His first piece of advice is to begin by building an emergency fund equal to 6 to 12 months of expenses. There is no need to wait for a large lump sum to start investing, regular investing with a small amount proves just as effective over the long run.

He places special emphasis on the FD laddering strategy, in which money is split across different tenures rather than locked into a single-duration FD. This keeps liquidity intact on one hand and lets investors take advantage of different interest rate cycles on the other. For disciplined savers, he also recommends recurring deposits, or RDs, where the current interest rate gets locked in and a fixed return is received once the term ends.

He notes that the effect of compounding becomes substantial as time passes. Regular savings can later help meet big goals such as education, travel, buying a home or long-term financial security. His most important advice is simply to start early and keep investing consistently.

How the Idea of Stable Money Came About

Jain explains that Stable Money was founded on a simple insight, that crores of people in India already treat fixed deposits as their preferred way to save. According to him, most new ideas in the fintech sector were revolving around market-linked investments, while there was also a large segment that wanted safety, certainty and simplicity in their financial journey.

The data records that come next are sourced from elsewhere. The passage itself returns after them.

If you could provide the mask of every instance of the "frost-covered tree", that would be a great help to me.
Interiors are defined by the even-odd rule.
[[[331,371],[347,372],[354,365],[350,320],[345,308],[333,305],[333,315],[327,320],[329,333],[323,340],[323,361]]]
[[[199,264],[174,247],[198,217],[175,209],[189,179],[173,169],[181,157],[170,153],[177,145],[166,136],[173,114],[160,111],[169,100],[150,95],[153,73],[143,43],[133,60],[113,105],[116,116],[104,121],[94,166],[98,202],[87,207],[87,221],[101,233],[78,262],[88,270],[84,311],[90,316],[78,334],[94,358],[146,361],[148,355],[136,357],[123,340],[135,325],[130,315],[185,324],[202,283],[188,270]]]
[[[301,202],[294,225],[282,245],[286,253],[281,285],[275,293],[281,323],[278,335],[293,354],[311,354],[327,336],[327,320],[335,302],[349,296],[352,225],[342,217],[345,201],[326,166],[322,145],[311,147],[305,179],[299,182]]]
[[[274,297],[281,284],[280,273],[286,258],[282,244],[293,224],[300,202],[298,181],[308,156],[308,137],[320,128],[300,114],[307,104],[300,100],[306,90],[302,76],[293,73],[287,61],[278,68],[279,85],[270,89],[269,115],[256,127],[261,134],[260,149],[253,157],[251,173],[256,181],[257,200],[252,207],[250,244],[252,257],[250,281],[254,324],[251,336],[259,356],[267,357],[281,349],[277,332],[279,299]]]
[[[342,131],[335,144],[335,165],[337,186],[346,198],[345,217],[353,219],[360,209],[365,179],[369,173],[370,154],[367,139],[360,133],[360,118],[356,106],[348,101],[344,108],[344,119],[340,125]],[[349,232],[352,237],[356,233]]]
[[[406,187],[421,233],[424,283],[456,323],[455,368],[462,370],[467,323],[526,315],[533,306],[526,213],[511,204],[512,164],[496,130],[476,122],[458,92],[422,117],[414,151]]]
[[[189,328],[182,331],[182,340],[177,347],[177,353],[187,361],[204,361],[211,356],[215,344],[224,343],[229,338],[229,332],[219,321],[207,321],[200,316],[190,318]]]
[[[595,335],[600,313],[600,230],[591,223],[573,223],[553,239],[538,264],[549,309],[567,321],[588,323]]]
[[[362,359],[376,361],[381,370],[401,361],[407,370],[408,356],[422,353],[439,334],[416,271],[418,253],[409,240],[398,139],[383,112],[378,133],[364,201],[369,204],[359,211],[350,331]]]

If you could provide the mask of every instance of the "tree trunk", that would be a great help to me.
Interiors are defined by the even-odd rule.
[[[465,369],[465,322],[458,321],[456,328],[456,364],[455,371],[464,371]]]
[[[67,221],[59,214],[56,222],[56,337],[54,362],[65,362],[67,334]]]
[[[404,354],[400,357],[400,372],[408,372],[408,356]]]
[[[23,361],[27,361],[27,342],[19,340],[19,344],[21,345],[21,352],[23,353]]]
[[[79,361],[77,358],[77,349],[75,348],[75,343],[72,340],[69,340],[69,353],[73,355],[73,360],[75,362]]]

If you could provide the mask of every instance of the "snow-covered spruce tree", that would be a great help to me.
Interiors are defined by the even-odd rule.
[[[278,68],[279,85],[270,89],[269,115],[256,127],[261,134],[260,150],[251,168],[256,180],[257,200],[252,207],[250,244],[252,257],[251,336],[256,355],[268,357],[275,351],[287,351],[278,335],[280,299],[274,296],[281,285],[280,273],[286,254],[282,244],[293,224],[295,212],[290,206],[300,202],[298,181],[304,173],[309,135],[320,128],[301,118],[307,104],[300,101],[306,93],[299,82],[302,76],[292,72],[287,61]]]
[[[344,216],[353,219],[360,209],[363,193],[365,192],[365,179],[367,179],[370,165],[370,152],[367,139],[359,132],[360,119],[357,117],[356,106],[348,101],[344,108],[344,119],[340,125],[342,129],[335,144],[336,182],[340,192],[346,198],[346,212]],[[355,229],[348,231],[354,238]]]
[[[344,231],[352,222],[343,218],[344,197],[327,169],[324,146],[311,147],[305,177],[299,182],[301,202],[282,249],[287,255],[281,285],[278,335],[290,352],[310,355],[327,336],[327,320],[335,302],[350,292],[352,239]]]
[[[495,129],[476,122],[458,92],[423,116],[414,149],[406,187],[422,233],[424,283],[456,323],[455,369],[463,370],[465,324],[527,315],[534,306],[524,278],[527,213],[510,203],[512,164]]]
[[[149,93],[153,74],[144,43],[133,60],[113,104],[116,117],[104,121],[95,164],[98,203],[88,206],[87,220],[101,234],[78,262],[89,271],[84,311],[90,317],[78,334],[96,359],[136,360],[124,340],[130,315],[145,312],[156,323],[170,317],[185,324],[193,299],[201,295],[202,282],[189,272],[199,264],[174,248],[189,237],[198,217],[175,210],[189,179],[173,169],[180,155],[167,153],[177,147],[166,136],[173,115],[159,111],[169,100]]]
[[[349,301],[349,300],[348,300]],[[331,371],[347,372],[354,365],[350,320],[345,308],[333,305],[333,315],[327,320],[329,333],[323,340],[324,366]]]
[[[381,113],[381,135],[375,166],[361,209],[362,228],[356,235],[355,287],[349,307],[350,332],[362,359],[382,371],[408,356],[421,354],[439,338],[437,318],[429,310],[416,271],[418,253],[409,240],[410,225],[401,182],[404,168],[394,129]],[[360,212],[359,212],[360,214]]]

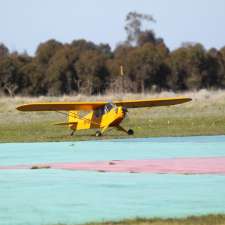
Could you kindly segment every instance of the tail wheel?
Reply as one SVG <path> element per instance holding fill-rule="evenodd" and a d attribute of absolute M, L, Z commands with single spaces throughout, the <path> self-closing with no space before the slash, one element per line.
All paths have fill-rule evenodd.
<path fill-rule="evenodd" d="M 100 136 L 102 136 L 101 131 L 97 130 L 97 131 L 96 131 L 96 133 L 95 133 L 95 136 L 96 136 L 96 137 L 100 137 Z"/>
<path fill-rule="evenodd" d="M 133 134 L 134 134 L 134 131 L 133 131 L 132 129 L 129 129 L 129 130 L 127 131 L 127 134 L 128 134 L 128 135 L 133 135 Z"/>
<path fill-rule="evenodd" d="M 74 130 L 70 133 L 70 136 L 73 136 L 74 135 Z"/>

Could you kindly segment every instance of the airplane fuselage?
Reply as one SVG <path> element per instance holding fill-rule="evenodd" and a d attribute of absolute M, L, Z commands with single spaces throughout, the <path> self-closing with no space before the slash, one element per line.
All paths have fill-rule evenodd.
<path fill-rule="evenodd" d="M 72 124 L 69 127 L 75 131 L 118 126 L 125 116 L 126 112 L 121 106 L 112 107 L 108 111 L 104 109 L 95 110 L 81 118 L 79 118 L 76 111 L 70 111 L 69 122 Z"/>

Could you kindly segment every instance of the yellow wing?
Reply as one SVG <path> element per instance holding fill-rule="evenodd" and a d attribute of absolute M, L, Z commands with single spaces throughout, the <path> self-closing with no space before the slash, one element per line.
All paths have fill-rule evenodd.
<path fill-rule="evenodd" d="M 107 102 L 44 102 L 44 103 L 31 103 L 18 106 L 20 111 L 90 111 L 95 110 Z"/>
<path fill-rule="evenodd" d="M 174 98 L 156 98 L 146 100 L 130 100 L 130 101 L 117 101 L 114 104 L 124 106 L 126 108 L 140 108 L 140 107 L 154 107 L 154 106 L 169 106 L 177 105 L 191 101 L 191 98 L 174 97 Z"/>
<path fill-rule="evenodd" d="M 153 107 L 153 106 L 169 106 L 191 101 L 191 98 L 175 97 L 175 98 L 158 98 L 146 100 L 130 100 L 130 101 L 115 101 L 117 106 L 126 108 L 138 107 Z M 46 102 L 46 103 L 31 103 L 18 106 L 20 111 L 72 111 L 84 110 L 90 111 L 104 107 L 108 102 Z"/>

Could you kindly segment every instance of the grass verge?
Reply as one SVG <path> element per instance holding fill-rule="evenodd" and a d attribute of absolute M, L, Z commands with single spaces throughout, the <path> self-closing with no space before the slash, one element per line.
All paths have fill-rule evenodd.
<path fill-rule="evenodd" d="M 225 225 L 225 215 L 190 216 L 179 219 L 137 218 L 117 222 L 88 223 L 86 225 Z"/>
<path fill-rule="evenodd" d="M 184 93 L 192 102 L 170 107 L 129 110 L 123 122 L 132 128 L 135 138 L 159 136 L 221 135 L 225 134 L 225 91 Z M 121 97 L 122 96 L 122 97 Z M 63 96 L 41 98 L 0 98 L 0 142 L 75 141 L 93 140 L 95 130 L 79 131 L 70 136 L 67 127 L 53 126 L 67 118 L 54 112 L 19 112 L 16 106 L 40 101 L 95 101 L 114 99 L 144 99 L 175 96 L 174 93 L 158 95 L 116 96 Z M 125 133 L 110 129 L 98 139 L 129 138 Z"/>

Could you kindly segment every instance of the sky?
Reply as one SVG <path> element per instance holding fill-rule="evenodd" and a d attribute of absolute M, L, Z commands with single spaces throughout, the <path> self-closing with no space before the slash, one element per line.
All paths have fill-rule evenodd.
<path fill-rule="evenodd" d="M 157 22 L 147 28 L 171 50 L 185 42 L 225 46 L 224 0 L 0 0 L 0 43 L 31 55 L 49 39 L 86 39 L 114 49 L 126 39 L 131 11 L 151 14 Z"/>

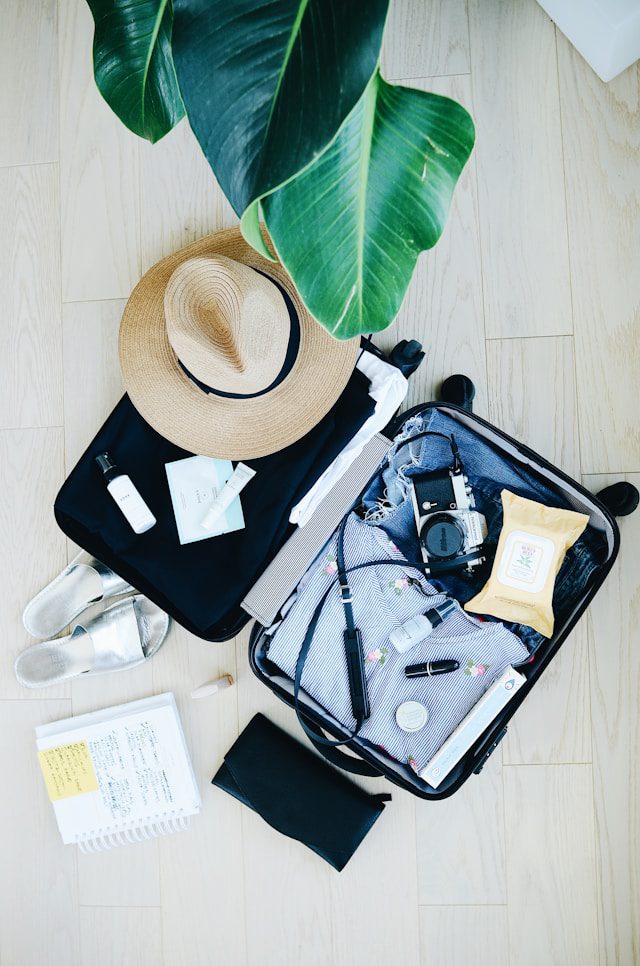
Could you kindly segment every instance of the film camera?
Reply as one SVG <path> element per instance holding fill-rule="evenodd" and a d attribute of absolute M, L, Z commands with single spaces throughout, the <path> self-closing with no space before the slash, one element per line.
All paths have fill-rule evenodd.
<path fill-rule="evenodd" d="M 411 499 L 426 573 L 471 571 L 484 562 L 487 521 L 475 509 L 457 449 L 452 466 L 411 477 Z"/>

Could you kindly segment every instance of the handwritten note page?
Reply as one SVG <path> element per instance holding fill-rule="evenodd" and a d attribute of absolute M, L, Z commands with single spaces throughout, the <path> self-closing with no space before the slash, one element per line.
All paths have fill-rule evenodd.
<path fill-rule="evenodd" d="M 98 779 L 86 741 L 49 748 L 39 752 L 38 758 L 52 802 L 97 790 Z"/>
<path fill-rule="evenodd" d="M 111 728 L 89 740 L 104 807 L 114 819 L 143 810 L 164 812 L 174 795 L 159 748 L 158 730 L 148 720 Z"/>

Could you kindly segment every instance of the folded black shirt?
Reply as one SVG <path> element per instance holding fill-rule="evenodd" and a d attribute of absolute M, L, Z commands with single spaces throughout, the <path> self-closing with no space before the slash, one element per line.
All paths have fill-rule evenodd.
<path fill-rule="evenodd" d="M 240 602 L 292 531 L 289 514 L 375 408 L 355 369 L 329 413 L 298 442 L 246 460 L 256 471 L 242 492 L 245 527 L 181 545 L 165 464 L 192 456 L 160 436 L 128 396 L 113 410 L 55 502 L 61 529 L 199 637 L 232 637 L 246 621 Z M 215 427 L 212 427 L 215 432 Z M 108 451 L 131 477 L 157 524 L 135 534 L 95 464 Z"/>

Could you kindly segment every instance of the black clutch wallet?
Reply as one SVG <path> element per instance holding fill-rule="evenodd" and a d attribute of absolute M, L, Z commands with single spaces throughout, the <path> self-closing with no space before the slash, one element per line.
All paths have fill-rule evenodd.
<path fill-rule="evenodd" d="M 338 872 L 391 797 L 367 794 L 262 714 L 229 749 L 212 784 Z"/>

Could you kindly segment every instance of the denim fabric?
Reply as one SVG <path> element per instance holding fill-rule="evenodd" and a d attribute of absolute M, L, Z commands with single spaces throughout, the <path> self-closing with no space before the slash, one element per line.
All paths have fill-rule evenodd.
<path fill-rule="evenodd" d="M 493 446 L 477 436 L 468 427 L 451 419 L 444 413 L 431 410 L 424 416 L 415 416 L 404 426 L 391 452 L 389 465 L 378 476 L 364 495 L 363 506 L 368 522 L 377 524 L 389 534 L 394 543 L 409 560 L 420 559 L 420 546 L 416 531 L 413 506 L 408 481 L 424 470 L 440 469 L 451 464 L 451 448 L 447 441 L 437 436 L 427 436 L 400 448 L 402 439 L 431 430 L 450 435 L 454 433 L 465 473 L 473 488 L 476 508 L 487 520 L 488 536 L 485 541 L 487 560 L 473 573 L 451 575 L 432 584 L 462 603 L 470 600 L 484 586 L 491 572 L 500 530 L 502 529 L 503 489 L 511 490 L 530 500 L 548 506 L 575 509 L 550 486 L 545 485 L 533 471 L 527 471 L 508 461 Z M 593 571 L 606 556 L 604 536 L 587 527 L 580 539 L 571 547 L 560 569 L 553 595 L 556 622 L 561 622 L 582 595 Z M 487 618 L 491 620 L 492 618 Z M 536 650 L 546 638 L 538 631 L 524 625 L 507 625 L 525 642 L 531 651 Z"/>

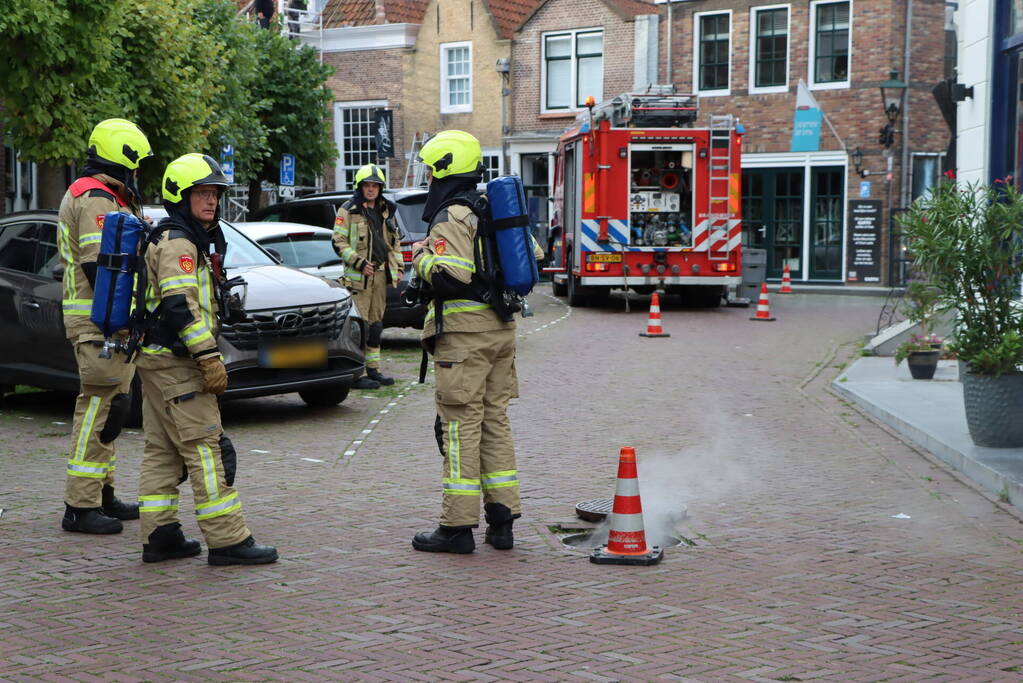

In his words, the goal at Stable Money was never to suddenly change investor habits, but to build a better experience around the very products Indians already trust, making them more transparent, simple and digital. He says fixed deposits already form a very large part of savings in India, yet the experience around them remained largely fragmented and offline. That is precisely where he saw an opportunity, to make access to fixed-income products easier and to help investors make better-informed decisions. According to him, over time it also became clear that many FD investors, once trust and confidence set in, begin to understand and adopt other fixed-income products as well.

Questions & Answers

What should you check while choosing an FD?
According to Saurabh Jain, look beyond the interest rate at RBI rules, DICGC insurance coverage, the bank's asset quality, NPA levels, deposit growth and its overall financial status.
What is FD laddering and how does it help?
Instead of locking all money into a single-tenure FD, it spreads money across different durations, keeping liquidity intact and letting investors benefit from different interest rate cycles.
How can someone saving ₹5,000 to ₹10,000 a month build a big corpus?
Jain says regular, disciplined saving combined with FD laddering, RDs and the power of compounding can turn even small amounts into a strong financial base over time.
Why was Stable Money started?
Because crores of Indians already prefer FDs for saving, yet the experience was fragmented and offline, so the company aimed to make access to fixed-income products easier, more transparent and digital.